Some of the most beautiful love stories of the Bible take place at water cisterns or wells. The story of Eliezer, Abraham's faithful servant who goes to find a wife for his master's son, Isaac, takes place by the well. Rebekah shows her kindness by drawing water for the servant and then for the camels as well.
This is the time of the year when we should have rain but hardly a drop has fallen. Throughout the country I ride past fields that have been ploughed and the farmer is waiting for the rains to come.
Summer has continued so long that I was surprised to find grapefruit. I shouldn't have been surprised because it's supposed to be Winter now and that's the time for grapefruit.
Winter is also the time universities start functioning again and it's back to the lecture hall for students and lecturers.
Yesterday and the day before, I felt lucky to have free time to attend lectures I'd written in my diary, but usually don't have time for because of work.
On Monday night I finally got to see Prof. Eyal Zisser, who I admire, I specially translated an article he wrote on the war in Lebanon (on my website news archive of 7/16/06). He's head of the Dayan Center of Middle Eastern studies at the Tel Aviv university.

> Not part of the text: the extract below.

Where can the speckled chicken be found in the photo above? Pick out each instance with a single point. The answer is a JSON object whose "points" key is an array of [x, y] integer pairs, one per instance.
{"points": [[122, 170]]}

Dr. Uriah Shavit, one of prof. Zisser's students gave a memorial lecture on "Islam in Europe". I am still a little dizzy from the information he gave us. Basically he gave a long list of Moslem teachers and their instructions how Moslems in Europe should proceed with converting non believers. Their methods range from penetration into European society by total assimilation and persuasion from within the lives of the non-believers to destruction and violence against non believers.
Most of his sources were in Arabic, but I'll be in touch with Dr. Shavit to obtain his sources in English and hopefully I'll be able to share these with anyone who is interested and feels strong enough to listen to them without getting overly distressed.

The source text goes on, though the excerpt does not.